En primer lugar, la sensibilidad literaria del dúo, registrada en comentarios sobre los libros cuya lectura recomiendan e intercambian y sobre sus propios libros, y también en las reflexiones sobre el mundo de la edición y la prensa cultural. Woolf y Strachey se burlan de los editores, de la actividad de los reseñistas, del estilo de otros, fantasean con el abandono de la escritura a favor de una imposible opción por la vida pura, pero también revelan el placer que solo encuentran en la literatura y en el paladeo de la inteligencia (en palabras de Strachey, “lo único que finalmente importa”). “No debe parecer una vida muy feliz, lo sé; pero verás, en los intersticios nos atiborramos de conversaciones estimulantes y también de literatura. ¡Dios mío! ¡No puedes imaginarte con qué voracidad nos lanzamos sobre cualquier material impreso!”, cuenta Virginia sobre uno de sus primero viajes con Leonard Woolf. Voltaire, Racine, Swift, los contemporáneos, los biógrafos, los poetas, los ensayistas: la literatura funciona como un polo poderosísimo que imanta a los dos corresponsales de una forma casi exclusiva, recortándolos del intrusivo y comprometedor ambiente social que los reclama de forma constante (aunque también esa experiencia colectiva  de visitaciones y convivencias, esa especie de amable contubernio es una gran fuente de placer).

La otra nota es la que está en el lado opuesto, lo que podríamos llamar la “evaluación de la aventura de vivir”. Rodeados de personajes a los que respetan a medias, el epistolario parece una zona segura (en el sentido de que es manifiesto el pacto de respeto mutuo y la lealtad entre ellos dos) desde la cual pensar con libertad la vida como totalidad, y la imagen que ofrecen Strachey y Woolf de esa totalidad es naturalmente agridulce.
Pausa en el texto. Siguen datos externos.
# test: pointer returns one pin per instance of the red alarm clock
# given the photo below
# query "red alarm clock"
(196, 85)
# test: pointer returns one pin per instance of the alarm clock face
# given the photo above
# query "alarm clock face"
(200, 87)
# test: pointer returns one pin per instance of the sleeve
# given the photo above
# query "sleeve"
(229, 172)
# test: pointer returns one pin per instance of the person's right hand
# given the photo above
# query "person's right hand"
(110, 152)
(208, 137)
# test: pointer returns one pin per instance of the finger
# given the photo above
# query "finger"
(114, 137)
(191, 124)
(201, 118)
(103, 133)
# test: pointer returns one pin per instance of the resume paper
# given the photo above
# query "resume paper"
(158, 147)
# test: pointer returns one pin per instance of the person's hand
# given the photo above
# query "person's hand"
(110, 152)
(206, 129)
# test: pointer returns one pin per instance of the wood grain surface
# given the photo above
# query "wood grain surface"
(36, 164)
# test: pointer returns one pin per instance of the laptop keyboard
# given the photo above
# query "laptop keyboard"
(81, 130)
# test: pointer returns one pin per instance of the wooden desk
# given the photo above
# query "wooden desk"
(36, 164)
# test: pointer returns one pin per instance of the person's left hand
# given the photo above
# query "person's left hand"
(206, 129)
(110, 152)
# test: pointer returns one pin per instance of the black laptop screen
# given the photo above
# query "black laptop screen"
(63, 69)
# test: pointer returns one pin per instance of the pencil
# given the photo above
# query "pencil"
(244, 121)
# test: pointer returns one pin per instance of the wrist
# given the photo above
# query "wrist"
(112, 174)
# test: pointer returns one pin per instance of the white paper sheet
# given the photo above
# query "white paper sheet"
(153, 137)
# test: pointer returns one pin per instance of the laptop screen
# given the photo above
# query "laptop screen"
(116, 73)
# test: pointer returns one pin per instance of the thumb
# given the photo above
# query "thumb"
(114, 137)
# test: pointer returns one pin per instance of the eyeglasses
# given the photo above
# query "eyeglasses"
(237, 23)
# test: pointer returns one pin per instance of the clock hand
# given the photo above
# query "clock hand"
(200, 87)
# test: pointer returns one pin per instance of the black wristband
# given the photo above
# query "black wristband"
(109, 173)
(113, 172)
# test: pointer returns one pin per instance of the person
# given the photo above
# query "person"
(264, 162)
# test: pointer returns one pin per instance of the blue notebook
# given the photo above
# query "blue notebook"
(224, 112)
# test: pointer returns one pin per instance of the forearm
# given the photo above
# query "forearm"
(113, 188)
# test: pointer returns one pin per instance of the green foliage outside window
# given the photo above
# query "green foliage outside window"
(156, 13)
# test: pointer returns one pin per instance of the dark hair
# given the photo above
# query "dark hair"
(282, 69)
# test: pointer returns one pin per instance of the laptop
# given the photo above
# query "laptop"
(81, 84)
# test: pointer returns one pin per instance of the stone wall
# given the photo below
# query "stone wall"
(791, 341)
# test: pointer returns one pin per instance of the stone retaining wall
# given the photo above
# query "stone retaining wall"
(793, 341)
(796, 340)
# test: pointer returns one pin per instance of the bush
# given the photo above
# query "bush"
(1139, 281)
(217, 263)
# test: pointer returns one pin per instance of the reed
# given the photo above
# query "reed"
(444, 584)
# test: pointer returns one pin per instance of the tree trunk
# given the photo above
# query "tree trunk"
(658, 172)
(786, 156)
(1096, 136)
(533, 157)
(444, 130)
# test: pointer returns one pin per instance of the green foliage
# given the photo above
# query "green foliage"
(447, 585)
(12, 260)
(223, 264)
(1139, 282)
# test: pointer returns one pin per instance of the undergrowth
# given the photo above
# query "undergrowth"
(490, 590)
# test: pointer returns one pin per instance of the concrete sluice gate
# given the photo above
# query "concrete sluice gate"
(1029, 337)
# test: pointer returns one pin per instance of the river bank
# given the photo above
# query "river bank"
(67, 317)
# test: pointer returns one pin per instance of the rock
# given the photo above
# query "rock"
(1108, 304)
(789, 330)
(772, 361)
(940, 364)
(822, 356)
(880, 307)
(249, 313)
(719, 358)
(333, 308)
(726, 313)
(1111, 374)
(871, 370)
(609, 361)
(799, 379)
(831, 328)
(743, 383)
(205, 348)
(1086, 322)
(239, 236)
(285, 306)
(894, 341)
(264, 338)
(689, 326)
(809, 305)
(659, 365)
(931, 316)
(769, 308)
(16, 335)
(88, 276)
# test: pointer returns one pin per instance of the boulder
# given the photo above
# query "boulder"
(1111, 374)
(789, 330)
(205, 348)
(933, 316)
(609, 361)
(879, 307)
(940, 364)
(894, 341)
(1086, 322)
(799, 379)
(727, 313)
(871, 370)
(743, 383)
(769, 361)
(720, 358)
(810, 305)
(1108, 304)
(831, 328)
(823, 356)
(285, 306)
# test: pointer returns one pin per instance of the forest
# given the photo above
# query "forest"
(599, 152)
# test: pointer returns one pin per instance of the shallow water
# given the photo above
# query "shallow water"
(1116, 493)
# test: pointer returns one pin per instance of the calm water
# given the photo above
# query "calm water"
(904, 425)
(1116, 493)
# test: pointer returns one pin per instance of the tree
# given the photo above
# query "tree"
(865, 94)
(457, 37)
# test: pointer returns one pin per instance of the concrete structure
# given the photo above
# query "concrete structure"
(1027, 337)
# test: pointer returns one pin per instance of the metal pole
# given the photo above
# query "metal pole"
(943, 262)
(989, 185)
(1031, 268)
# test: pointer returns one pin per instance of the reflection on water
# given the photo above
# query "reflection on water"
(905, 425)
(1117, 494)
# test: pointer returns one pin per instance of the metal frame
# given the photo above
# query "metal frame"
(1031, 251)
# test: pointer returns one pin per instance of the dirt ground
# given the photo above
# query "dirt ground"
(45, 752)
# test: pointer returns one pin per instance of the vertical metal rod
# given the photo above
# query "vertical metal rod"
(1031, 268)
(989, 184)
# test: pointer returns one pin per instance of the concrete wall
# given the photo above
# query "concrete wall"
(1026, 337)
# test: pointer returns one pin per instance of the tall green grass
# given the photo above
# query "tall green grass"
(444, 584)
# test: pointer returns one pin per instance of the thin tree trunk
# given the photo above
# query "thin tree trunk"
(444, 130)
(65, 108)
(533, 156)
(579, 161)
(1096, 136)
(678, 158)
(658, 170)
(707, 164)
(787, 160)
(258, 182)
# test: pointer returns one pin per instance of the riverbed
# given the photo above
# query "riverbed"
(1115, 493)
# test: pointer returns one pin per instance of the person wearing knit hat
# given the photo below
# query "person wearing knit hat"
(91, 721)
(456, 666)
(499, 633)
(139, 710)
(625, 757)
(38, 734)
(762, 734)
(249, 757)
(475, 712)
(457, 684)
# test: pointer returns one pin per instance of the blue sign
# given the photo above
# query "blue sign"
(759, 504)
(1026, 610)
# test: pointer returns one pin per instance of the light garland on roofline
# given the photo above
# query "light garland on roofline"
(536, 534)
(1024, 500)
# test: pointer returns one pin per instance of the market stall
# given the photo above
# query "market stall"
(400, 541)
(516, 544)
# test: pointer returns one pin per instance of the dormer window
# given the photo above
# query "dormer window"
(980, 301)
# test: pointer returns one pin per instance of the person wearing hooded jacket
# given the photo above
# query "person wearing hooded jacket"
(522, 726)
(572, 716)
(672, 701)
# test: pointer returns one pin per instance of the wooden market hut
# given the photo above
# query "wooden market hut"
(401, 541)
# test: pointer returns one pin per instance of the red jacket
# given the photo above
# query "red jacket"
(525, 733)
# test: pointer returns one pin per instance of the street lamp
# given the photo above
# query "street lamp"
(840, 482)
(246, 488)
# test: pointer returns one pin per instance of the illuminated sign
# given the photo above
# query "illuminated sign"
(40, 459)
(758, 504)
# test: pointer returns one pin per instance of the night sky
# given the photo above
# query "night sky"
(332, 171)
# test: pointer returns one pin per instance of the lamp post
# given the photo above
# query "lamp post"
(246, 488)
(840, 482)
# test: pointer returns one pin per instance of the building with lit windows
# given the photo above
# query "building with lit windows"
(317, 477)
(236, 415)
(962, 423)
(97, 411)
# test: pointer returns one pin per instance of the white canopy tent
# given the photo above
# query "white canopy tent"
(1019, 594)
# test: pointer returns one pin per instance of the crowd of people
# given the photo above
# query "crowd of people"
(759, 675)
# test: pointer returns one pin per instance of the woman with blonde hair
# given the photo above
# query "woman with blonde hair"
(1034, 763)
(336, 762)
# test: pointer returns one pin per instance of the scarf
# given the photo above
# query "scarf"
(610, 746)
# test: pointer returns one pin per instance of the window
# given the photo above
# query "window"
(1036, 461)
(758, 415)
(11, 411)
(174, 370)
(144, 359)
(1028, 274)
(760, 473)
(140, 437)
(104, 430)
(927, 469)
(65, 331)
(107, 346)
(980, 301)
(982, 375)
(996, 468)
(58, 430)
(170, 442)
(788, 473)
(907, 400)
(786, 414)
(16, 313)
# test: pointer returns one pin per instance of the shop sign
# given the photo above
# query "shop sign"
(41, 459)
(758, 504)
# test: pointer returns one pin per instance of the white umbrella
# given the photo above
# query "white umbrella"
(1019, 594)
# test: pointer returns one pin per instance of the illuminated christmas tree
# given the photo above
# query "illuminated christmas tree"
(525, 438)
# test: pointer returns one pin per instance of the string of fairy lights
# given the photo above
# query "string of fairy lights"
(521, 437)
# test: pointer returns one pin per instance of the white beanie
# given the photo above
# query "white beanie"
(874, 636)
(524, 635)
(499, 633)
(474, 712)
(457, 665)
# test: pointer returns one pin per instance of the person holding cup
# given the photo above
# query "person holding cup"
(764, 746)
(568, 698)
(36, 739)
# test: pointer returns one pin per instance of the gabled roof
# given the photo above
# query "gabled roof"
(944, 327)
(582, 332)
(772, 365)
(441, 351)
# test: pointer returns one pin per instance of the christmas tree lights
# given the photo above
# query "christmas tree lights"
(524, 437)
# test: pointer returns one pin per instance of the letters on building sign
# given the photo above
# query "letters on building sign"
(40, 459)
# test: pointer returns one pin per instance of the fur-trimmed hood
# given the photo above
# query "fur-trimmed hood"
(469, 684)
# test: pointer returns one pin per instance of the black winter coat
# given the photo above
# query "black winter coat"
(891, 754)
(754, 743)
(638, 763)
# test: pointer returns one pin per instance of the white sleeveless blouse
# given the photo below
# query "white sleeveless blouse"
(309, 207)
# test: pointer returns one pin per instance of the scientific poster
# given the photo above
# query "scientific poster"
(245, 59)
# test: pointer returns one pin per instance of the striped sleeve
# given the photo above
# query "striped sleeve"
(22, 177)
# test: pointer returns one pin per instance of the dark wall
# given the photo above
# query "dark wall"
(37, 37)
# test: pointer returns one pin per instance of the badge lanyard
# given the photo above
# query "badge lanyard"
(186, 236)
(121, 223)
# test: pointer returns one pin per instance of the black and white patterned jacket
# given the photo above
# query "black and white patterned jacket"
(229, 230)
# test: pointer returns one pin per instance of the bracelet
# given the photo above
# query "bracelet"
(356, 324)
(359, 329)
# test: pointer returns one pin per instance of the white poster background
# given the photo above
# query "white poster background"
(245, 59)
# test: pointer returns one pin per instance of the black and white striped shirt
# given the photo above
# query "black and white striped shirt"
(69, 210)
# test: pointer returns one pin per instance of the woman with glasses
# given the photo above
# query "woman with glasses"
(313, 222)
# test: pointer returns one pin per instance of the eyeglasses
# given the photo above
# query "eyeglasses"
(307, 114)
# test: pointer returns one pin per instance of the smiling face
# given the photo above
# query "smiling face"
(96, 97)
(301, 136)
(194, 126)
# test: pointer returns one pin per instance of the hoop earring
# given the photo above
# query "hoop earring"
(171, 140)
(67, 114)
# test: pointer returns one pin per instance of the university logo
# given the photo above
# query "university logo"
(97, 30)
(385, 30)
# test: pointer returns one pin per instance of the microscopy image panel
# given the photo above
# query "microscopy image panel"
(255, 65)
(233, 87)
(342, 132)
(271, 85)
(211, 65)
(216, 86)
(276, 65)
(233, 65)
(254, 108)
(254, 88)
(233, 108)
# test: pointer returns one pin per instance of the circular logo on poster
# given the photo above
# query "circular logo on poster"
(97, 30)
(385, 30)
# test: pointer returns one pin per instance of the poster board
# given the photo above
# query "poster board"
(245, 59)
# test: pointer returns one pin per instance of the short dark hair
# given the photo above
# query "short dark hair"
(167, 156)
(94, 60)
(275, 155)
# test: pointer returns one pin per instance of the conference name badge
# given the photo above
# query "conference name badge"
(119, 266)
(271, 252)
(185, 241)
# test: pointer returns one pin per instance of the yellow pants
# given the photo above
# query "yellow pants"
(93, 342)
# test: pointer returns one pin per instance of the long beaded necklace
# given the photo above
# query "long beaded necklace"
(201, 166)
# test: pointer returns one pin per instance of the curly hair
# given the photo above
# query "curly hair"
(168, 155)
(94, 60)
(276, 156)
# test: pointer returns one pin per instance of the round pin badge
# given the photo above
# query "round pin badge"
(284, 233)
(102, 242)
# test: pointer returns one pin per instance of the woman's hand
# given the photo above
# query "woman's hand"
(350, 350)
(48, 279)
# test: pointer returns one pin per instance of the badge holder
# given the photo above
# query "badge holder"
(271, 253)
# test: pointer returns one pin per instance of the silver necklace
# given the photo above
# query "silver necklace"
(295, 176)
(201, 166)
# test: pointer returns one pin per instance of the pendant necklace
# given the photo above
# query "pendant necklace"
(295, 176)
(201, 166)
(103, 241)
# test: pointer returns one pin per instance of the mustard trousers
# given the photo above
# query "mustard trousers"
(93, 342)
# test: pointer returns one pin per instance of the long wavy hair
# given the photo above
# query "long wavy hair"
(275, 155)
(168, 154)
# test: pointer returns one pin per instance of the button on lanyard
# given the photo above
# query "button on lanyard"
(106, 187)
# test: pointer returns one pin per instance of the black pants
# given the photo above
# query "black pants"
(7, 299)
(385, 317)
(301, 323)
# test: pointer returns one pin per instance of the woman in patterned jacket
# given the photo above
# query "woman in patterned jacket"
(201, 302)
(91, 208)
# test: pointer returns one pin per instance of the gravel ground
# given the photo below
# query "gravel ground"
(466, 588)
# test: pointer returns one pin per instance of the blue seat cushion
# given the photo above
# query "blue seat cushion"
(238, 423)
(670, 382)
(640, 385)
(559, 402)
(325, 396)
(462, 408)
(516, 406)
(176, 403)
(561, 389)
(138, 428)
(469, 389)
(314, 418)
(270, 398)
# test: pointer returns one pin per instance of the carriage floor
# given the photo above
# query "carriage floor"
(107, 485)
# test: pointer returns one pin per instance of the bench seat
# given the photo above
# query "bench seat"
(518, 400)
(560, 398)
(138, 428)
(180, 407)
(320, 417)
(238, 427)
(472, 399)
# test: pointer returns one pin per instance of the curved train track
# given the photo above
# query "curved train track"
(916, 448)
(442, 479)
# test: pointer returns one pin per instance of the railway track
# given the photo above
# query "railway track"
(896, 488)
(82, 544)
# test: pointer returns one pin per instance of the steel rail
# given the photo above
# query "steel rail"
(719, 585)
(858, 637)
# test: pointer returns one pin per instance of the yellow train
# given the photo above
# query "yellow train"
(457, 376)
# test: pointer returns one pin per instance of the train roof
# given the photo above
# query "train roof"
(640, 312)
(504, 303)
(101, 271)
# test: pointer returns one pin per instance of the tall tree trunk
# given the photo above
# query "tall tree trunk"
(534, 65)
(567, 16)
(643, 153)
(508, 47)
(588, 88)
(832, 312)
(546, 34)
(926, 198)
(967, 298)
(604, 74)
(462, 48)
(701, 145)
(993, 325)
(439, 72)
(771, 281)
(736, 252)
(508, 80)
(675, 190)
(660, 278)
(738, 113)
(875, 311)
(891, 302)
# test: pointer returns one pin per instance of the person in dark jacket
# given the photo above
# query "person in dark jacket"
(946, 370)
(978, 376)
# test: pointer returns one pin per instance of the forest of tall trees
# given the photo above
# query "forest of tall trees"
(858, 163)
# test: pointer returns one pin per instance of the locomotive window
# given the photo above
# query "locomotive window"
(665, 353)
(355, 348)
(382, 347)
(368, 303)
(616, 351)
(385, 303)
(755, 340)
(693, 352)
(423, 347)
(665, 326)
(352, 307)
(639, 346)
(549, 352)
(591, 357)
La inteligencia clínica y malévola de los dos los pone en una zona de inmediato desprecio de la banalidad humana (Strachey: “Claro, todos ellos son también golfistas, así que prácticamente todo se reduce a lo mismo. Las cosas sobre las que conversan resultan de los más sorprendentes, y cuando pienso que tiene que haber muchas personas todavía más estúpidas, comienzo a ver la raza humana en noir(…) Yo casi lloraba de la risa, y casi no hizo falta que disimulara porque no se dan cuenta de nada. Por dios. ¡Qué felices deben ser!”). La objetividad, decía Saer, tiende a la tragedia, y el libro es, además de un depósito del desencanto por el roce con los demás, un inventario de achaques, depresiones y, con los matices de la gloria de los días y los trabajos y los pequeños triunfos de la literatura, gotea hacia el triste final de una carta no respondida.
Pero al mismo tiempo, la explosión de lo real (del esplendor hasta físico de los humanos, del espectáculo sublime de la naturaleza) es objeto de maravilla constante, y el espíritu de los dos parece inclinado a un optimismo frágil que ve en la literatura y la humanidad del futuro una promesa de libertad: “Me gustaría vivir otros doscientos años (siendo moderado). La literatura del futuro será- lo veo claramente- asombrosa. Por fin dirá la verdad, y será indecente, divertida, romántica e, incluso (al cabo de unos cien años), estará bien escrita”, dice Strachey. Desprejuiciados son los que vendrán.   
Con una sonrisa podemos preguntarnos, en secreto, si estuvimos a la altura de esos sueños.